The important elements are:
(i) Transfer gene (Tra) is essential for conjugative transfer of DNA.
(ii) Genes that encode proteins required for replication of the plasmid,
(iii) Four IS elements, two copies of IS3, one of IS2, and one of an insertion sequence element called gamma-delta.
- This is because there are copies of these four insertion sequences at different locations in the E. coli chromosome, which the F factor can integrate into the E. coli chromosome at different locations and in different orientations with the homologous sequence of the insertion elements.
- Another class of plasmids that has therapeutic importance is the R plasmid group, which was discovered in Japan in the 1950s during the treatment of dysentery.
- This disease is the result of infection with the pathogenic bacterium Shigella.

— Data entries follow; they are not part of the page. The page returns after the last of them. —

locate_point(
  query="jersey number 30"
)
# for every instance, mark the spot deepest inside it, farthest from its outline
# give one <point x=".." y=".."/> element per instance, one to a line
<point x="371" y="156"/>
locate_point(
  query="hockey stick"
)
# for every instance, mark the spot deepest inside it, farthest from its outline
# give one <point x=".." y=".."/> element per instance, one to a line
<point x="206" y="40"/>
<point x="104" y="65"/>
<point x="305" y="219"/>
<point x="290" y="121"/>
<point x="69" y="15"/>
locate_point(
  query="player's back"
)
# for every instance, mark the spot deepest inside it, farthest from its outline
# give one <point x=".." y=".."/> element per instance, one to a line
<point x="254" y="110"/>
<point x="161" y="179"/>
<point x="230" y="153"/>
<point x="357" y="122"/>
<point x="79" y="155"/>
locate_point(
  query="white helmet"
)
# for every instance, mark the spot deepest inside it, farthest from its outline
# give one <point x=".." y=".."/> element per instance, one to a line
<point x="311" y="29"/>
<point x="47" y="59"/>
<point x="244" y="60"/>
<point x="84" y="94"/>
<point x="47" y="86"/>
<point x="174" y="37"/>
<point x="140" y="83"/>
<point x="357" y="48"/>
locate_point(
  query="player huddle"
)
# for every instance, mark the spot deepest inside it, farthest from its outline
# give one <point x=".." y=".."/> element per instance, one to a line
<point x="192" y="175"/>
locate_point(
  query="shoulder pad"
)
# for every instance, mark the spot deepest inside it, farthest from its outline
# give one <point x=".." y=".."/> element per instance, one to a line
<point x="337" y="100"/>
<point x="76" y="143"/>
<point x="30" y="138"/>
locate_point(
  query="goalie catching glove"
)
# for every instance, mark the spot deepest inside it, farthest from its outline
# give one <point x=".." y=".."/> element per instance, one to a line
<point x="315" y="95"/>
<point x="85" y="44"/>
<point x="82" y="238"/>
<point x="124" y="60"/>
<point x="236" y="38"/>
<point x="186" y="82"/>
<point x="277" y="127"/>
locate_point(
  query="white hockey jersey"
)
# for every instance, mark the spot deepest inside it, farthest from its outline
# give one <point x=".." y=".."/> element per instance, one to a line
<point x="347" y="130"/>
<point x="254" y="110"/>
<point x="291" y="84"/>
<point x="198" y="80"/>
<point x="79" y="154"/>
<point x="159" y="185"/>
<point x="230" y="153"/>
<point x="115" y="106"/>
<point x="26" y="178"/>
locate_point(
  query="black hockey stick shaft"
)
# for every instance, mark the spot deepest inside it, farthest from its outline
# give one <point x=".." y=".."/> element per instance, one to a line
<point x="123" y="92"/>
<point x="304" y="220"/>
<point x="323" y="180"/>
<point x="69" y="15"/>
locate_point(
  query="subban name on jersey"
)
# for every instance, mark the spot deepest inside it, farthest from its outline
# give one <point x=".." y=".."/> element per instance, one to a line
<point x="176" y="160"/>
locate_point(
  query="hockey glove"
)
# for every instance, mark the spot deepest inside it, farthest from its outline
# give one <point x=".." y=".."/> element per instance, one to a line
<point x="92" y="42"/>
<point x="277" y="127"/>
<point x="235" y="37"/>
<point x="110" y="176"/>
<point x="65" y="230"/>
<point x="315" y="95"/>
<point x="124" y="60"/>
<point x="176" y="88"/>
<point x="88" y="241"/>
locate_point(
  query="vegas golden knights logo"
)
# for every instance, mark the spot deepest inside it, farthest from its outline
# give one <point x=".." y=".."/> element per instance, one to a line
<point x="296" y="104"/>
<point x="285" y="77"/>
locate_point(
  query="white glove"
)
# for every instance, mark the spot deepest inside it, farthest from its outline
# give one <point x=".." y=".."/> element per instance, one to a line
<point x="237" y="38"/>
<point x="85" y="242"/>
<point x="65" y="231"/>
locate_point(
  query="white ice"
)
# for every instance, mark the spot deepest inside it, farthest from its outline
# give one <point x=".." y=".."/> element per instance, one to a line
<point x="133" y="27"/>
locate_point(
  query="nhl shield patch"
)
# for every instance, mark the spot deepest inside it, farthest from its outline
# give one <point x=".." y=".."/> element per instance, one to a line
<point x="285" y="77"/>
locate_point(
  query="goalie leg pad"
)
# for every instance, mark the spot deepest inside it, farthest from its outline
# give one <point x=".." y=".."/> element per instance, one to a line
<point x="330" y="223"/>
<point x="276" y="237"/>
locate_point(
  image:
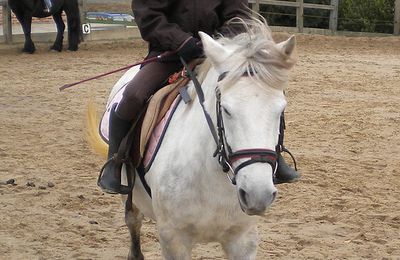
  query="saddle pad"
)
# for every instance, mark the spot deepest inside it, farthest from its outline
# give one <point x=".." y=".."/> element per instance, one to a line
<point x="158" y="114"/>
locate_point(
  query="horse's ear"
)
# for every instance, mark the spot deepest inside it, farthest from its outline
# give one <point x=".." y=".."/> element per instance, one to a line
<point x="213" y="50"/>
<point x="288" y="46"/>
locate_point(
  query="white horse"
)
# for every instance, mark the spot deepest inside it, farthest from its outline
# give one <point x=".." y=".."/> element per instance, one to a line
<point x="192" y="200"/>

Shigella was found to be resistant to most commonly used antibiotics.
- Subsequently, they discovered that the genes responsible for drug resistance were carried on R plasmids, which, like the F factor, could promote the transfer of genes between bacteria by conjugation.
- A segment of the R plasmid that is homologous to a segment in the F factor is the part required for marital transfer of the gene.
- That segment and the plasmid-specific genes for DNA replication are called the RTF (resistance transfer factor) region (Figure 12.7).
- The remainder of the R plasmid varies in type and may contain antibiotic-resistance genes or other types of genes of medical importance, such as resistance to heavy metal ions.
- Resistance genes in R plasmids are, in fact, transposons, i.e. each resistance gene is located between flanking, directly repeated segments such as one of the IS modules (Fig. ).
- Thus, each transposon with its resistance gene in the R plasmid can be inserted into a new location on another plasmid or on the bacterial chromosome, while at the same time leaving a copy of itself in the original position.
(4) Phase Mu:
- Phage Mu is a normal appearing phage. We are considering it here because, although it is a true virus, it has many characteristics in common with IS elements.
- The DNA double helix of this phage is 36,000 nucleotides long – much larger than the IS element.
- However, it appears that it is capable of inserting itself anywhere in the bacterial or plasmid genome in any direction.
- Once inserted, it causes mutations at the site of insertion—again like an IS element. (The phage was named for this ability: mu means “mutant”.)
- Generally, these mutations cannot be undone, but reversion can be produced by some type of genetic manipulation.
- When this reversion occurs, the phages that can be recovered show no deletions, proving that the excision is accurate and therefore the insertion of the phage causes no loss of phage material.
- Each mature phage particle has a flanking DNA fragment from its previous host at each end.
- However, this DNA is not inserted de novo into the next host. Its function is unclear. Phage Mu also has an IR sequence, but none of the repeated elements are at the terminus.
- Mu can also act like a genetic snap fastener, mobilizing any type of DNA and transferring it anywhere in the genome.
- For example, it may mobilize another phase (such as λ) or F factor.
- In such situations, the inserted DNA is surrounded by two Mu genomes.